Fortescue said the collaboration would look specifically at "developing and commercializing" metal membrane technology, or MMT, which has been developed by the CSIRO.

According to the CSIRO's website: "Membranes are a thin layer of metal which allows hydrogen to pass, while blocking all other gases. By coupling membranes with a suitable catalyst for ammonia decomposition, we can efficiently extract pure hydrogen from ammonia."

Fortescue originally entered into a five-year partnership to develop new hydrogen technologies with the CSIRO in 2018.

Hyundai's role in the collaboration involves firming up the viability of the renewable hydrogen production technology in South Korea before rolling it out into other markets.

The announcement comes in the same week that Fortescue said it would invest A$32 million ($23 million) to replace diesel coaches at one of its mining sites with hydrogen powered ones by mid-2021.

The company is essentially a "pure-play" iron ore producer, set to export around 177 million mt/year this year.
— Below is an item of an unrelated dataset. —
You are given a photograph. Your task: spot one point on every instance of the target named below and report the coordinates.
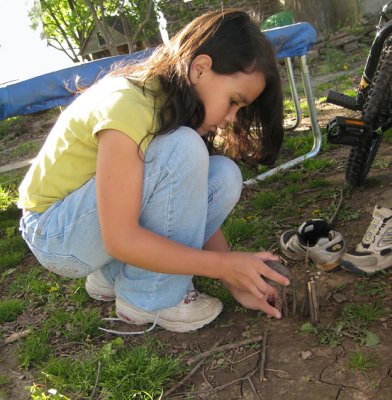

At the moment, benchmark iron ore prices are at a six-year high, reaching $127.60/mt CFR China on Aug. 18 on the back of strong Chinese steel production, S&P Global Platts data showed.

But having reached its iron ore production capacity, the company has been looking to diversify into other areas, including other metals, infrastructure and now hydrogen.

In a statement, Fortescue deputy CEO, Julie Shuttleworth said the MOU built on the company's investment in new hydrogen technologies, ensuring it was "well-positioned to meet the demand for hydrogen as both an export opportunity and to contribute to the decarbonization of our operations in the Pilbara."

Platts was unable to obtain more details from the company by the time of writing.